I looked at her innocent face. Her eyes, which were wide open during the entire code, started into me like the deep blue eyes of my own little one who is the same age. For just a brief second, I saw our patient outside at daycare, playing on the playground, laughing and running around freely like kids do so well-- exactly what she was doing shortly before she went down.

I wanted to be able to bring her back more than I've ever wanted to save anyone. I fought like Hell, trying to defy all odds. I begged silently. I prayed. I made amends with God in hopes that this innocent little girl would live to see another day.

I pictured myself in her parent's shoes, and the thought was absolutely horrifying. Just then, they came running down the brightly lit hallway of the emergency department. Security wouldn't let them in the room.

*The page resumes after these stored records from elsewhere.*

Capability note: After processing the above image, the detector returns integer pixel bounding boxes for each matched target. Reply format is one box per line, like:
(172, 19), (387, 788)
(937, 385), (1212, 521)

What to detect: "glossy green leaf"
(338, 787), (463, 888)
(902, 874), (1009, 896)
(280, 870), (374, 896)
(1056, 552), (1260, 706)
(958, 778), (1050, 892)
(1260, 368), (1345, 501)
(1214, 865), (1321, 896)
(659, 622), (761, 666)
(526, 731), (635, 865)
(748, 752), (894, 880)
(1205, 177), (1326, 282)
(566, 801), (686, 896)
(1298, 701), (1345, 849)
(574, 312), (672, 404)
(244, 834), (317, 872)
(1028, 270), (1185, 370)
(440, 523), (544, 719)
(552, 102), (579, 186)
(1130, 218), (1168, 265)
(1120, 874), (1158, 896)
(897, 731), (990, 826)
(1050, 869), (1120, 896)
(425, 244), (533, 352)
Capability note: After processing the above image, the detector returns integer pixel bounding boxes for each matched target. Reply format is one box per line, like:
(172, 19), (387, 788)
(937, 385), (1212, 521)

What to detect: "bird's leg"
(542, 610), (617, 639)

Her young mother was shouting, "Save my baby! Work harder!! Keep trying!" She could barely get a word in without sobbing hysterically. Her husband was trying so hard to console her-- holding her tightly in his arms, whispering something in her ear.

"Janet, let them DO this!" His voice was firm and commanding, but I could hear the pain. He was doing what he knew a husband and father should do. He was trying to stay strong.

I will never forget the screams from the parents or the little one we fought so hard to save. I did compressions for an entire hour, not wanting to let anyone take over.

I reached the point of shear exhaustion. My entire body was sore. I could feel my muscles aching, joints popping. None of that mattered. Eventually, someone grabbed my by the arm and took over. I was too tired to fight them, as much as I wanted to.

I stood in the back of the room and watched them continue to work on her for about another hour. It felt like minutes.

The trauma doc looked up at the clock, and I about wanted to collapse. I knew what was coming. He ordered us to stop CPR and stated the time of death.

Godspeed, little angel. You will be missed.

It wasn't supposed to happen. Her mom and dad kissed her goodbye before she left for school, like any parent would do. It was a normal day, in a normal town, and she was a healthy kid. She didn't deserve to die. It has been on my mind, even weeks later.

I know we did all we could. I do. And pedi codes are never easy. The next one...will be just as bad, just as trying, just as hard. I'll think about it for weeks like I have this one. It's a part of what we do.

We couldn't save her. It was beyond our control. And, as much as we wish she had made it out alive, it doesn't always happen that way.

RIP, babydoll. My heart is with you.